The pandemic forced couples to confront hustle culture as structured lives halted. Many initially found new ways to stay busy before facing the impossibility of doing it all. The stress of maintaining appearances while navigating crises damaged connections, eventually leading many to stop chasing external validation and refocus on their struggling relationships. Donald Winnicott's concept of the "good enough mother" extends to all aspects of life - perfection isn't required in jobs, friendships, or partnerships. Despite societal pressure to excel everywhere, choosing "enough" transforms family life. This might mean prioritizing time together over career advancement, choosing financial security over lavish vacations, or accepting that some areas will be messy but fundamentally okay. When facing uncontrollable circumstances like illness or loss, couples need both internal and external loci of control - acknowledging limitations while recognizing where power remains. This balanced perspective fosters compassion and effective problem-solving, helping couples address suffering from a place of empowerment rather than bitterness. It also establishes meaningful coping through practices (deep breathing, journaling, exercise), routines (daily self-care), and rituals (activities carrying deeper significance).

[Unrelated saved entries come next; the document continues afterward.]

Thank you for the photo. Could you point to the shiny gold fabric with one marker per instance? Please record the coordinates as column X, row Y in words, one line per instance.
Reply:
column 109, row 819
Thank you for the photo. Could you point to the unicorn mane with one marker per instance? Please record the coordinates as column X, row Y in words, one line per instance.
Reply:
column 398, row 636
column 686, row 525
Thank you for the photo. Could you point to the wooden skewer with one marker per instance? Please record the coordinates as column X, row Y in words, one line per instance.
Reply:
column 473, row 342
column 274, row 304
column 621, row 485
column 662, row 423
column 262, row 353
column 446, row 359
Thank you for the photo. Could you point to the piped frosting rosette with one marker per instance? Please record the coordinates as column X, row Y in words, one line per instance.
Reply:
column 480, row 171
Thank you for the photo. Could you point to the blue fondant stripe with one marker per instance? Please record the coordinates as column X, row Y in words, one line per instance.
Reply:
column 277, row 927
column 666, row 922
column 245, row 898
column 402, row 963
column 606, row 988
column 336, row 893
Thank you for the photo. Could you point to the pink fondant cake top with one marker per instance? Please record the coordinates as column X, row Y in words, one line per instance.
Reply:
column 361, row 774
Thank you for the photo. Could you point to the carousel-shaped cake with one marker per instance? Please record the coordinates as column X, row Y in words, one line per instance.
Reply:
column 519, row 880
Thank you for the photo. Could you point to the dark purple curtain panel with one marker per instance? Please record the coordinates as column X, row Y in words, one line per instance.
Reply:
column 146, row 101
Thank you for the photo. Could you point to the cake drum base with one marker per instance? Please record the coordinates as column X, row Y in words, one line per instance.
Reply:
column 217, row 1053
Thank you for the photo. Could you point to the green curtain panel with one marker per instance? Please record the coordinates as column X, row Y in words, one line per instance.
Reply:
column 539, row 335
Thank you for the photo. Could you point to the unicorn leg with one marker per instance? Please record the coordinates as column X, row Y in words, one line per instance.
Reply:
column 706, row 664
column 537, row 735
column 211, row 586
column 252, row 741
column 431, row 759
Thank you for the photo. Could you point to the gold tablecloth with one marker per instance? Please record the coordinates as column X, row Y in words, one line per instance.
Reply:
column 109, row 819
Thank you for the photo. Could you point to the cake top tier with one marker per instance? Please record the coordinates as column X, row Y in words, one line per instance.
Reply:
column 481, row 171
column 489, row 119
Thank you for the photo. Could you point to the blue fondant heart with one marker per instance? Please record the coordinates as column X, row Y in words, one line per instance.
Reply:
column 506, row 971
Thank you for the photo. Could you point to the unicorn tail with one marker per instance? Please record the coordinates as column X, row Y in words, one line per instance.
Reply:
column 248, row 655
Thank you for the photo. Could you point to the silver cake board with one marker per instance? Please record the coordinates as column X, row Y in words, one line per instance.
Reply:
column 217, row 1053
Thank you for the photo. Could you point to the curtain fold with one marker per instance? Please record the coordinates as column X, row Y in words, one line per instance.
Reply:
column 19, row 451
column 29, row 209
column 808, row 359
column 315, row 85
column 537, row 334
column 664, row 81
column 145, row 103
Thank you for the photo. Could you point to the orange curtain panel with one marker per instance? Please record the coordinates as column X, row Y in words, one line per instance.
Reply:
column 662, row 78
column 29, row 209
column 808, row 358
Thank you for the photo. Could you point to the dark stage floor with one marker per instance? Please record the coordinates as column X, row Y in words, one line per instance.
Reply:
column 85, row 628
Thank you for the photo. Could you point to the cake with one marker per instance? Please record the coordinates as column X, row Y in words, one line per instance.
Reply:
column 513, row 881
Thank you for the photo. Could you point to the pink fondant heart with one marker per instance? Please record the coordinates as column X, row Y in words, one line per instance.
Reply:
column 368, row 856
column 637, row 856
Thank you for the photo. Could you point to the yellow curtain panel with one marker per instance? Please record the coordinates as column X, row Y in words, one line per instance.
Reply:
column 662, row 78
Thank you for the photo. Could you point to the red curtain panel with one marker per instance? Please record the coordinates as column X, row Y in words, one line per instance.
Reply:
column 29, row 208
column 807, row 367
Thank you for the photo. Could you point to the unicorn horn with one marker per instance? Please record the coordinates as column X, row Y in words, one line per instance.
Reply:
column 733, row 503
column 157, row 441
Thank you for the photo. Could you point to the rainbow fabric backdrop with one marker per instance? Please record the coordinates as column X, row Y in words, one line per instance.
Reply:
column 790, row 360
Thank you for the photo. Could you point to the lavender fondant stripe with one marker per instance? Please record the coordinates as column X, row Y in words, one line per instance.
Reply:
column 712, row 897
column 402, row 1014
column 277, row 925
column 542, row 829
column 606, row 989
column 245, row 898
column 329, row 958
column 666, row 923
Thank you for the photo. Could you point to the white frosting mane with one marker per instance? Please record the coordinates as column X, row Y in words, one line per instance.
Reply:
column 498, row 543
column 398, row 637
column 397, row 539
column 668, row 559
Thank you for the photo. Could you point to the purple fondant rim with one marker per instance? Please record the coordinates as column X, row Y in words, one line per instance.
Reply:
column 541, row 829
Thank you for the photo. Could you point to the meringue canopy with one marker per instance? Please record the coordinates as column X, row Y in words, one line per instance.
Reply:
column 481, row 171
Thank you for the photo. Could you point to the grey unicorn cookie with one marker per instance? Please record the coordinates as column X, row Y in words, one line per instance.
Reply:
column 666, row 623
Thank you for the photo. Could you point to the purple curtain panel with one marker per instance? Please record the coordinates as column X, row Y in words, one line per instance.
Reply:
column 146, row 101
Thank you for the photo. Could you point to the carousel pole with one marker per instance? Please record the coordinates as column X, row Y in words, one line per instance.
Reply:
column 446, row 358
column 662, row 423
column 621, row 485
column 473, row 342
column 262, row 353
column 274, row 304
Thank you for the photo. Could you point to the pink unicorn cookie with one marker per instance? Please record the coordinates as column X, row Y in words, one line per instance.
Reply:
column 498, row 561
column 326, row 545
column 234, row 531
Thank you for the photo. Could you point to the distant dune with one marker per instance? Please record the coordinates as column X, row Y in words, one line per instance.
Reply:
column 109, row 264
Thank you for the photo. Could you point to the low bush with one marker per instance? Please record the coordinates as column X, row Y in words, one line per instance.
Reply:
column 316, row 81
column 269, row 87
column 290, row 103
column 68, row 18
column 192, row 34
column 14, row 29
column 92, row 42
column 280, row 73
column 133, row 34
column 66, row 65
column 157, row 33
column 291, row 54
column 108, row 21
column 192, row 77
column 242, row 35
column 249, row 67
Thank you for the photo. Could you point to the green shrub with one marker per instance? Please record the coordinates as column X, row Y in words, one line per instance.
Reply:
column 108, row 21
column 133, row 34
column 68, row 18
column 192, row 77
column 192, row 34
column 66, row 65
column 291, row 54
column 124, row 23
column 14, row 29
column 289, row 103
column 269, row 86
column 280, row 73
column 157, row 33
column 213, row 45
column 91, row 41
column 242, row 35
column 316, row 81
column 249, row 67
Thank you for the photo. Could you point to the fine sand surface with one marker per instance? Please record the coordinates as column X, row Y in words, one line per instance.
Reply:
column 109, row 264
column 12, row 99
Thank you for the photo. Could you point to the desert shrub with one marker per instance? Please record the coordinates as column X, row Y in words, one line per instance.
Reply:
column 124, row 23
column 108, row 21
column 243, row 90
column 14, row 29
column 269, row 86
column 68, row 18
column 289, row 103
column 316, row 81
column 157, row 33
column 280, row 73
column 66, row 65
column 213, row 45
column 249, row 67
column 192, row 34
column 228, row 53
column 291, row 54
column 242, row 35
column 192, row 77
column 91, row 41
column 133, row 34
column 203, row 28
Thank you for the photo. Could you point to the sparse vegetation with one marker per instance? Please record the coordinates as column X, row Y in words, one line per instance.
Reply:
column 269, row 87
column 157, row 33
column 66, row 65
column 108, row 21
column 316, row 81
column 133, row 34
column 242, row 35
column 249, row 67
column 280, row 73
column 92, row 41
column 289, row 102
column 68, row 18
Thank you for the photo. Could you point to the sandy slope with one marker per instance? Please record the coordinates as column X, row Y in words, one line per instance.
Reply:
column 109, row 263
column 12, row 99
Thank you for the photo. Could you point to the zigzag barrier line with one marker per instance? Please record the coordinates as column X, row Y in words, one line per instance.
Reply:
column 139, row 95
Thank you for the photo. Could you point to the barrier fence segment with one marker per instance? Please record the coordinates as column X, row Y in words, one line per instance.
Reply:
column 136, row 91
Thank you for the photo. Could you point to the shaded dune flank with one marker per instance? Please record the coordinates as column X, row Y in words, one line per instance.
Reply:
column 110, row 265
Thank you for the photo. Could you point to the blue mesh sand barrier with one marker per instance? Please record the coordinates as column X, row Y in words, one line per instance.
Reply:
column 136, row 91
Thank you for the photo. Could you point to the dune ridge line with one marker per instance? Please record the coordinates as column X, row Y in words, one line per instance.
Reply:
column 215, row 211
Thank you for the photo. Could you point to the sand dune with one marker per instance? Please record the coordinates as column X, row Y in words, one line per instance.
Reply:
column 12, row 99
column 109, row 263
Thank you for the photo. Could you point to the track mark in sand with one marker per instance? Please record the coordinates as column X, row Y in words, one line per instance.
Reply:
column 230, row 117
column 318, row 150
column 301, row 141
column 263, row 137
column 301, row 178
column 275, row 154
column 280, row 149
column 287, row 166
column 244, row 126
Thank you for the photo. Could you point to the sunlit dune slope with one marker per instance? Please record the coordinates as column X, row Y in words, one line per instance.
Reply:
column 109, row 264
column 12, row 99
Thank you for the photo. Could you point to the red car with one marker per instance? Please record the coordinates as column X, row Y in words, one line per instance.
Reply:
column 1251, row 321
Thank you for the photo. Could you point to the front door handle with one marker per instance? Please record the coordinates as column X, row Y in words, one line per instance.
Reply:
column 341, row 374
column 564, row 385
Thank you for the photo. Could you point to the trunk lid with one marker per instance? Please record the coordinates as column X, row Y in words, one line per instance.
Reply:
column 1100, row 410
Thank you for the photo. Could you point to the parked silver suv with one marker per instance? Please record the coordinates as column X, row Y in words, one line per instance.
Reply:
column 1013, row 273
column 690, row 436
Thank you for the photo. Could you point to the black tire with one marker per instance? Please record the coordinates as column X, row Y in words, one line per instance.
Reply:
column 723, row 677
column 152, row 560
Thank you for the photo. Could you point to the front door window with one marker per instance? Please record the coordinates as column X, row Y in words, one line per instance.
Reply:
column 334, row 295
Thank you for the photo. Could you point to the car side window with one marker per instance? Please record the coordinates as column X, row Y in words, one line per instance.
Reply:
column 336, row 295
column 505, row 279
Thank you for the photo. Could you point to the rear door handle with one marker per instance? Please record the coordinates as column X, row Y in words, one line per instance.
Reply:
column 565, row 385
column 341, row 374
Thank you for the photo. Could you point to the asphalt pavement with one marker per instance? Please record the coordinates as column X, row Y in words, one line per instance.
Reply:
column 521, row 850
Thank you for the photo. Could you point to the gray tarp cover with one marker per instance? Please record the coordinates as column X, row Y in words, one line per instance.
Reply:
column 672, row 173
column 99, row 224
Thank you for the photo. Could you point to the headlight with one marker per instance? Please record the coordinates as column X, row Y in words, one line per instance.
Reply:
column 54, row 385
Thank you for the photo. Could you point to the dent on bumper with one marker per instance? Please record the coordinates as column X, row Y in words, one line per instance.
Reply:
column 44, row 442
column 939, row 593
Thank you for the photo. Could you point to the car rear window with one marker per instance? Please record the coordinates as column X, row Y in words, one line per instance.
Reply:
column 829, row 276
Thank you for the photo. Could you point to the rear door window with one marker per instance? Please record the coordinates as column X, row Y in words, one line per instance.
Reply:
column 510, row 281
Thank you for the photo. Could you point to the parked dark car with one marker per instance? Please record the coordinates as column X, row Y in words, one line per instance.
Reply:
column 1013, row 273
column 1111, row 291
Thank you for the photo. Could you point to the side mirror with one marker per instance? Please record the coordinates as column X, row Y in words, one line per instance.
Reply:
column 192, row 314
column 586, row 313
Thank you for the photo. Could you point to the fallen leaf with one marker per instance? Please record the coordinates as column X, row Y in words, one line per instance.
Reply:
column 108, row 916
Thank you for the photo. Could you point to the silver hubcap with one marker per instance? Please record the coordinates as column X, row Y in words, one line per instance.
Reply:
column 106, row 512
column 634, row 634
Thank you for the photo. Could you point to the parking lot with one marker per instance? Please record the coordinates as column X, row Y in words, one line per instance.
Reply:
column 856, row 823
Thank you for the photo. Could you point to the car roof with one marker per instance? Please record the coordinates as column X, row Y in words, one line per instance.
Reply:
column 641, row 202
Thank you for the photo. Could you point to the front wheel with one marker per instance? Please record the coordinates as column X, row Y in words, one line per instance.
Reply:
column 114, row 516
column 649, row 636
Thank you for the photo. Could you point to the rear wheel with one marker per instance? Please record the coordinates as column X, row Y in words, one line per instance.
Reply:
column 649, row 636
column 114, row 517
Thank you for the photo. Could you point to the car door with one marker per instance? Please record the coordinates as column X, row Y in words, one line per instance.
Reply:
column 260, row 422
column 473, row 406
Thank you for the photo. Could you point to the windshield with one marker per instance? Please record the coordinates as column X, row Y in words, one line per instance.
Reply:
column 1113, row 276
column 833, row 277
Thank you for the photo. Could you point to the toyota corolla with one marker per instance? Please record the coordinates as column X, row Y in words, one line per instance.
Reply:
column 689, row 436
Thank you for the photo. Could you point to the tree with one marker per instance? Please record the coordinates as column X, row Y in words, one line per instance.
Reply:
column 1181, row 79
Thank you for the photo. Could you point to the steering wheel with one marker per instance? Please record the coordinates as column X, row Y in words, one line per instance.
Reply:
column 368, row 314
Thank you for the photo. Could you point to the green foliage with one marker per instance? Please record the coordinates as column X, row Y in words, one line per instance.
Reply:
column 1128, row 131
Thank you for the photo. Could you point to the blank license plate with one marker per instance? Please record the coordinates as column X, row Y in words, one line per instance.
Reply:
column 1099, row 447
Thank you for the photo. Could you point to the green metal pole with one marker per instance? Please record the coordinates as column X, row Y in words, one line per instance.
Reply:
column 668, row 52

Connected couples treat their relationship like a business by scheduling weekly meetings when both partners have energy. These meetings should include sharing appreciations, discussing successes, giving feedback, addressing agenda items, and selecting issues to solve together. To systematically address stress, create three categories: "Shedding" (eliminating unnecessary stressors), "Preventing" (creating systems and boundaries), and "Adapting" (developing strategies for unavoidable stressors). Most people resist shedding despite its relief because we're conditioned to believe we should handle everything. Preventing involves establishing clear systems like Eve Rodsky's Fair Play card deck to define ownership of household tasks. Adapting requires accepting reality, taking responsibility for your response, and using healthy coping skills that complete stress cycles. By addressing stress systematically, couples create space for true partnership - patience, kindness, humor, play, curiosity, and shared dreams. While nothing can completely shield us from life's challenges, we can build relationships strong enough to weather them together. The question isn't whether stress will come, but whether your relationship can withstand it.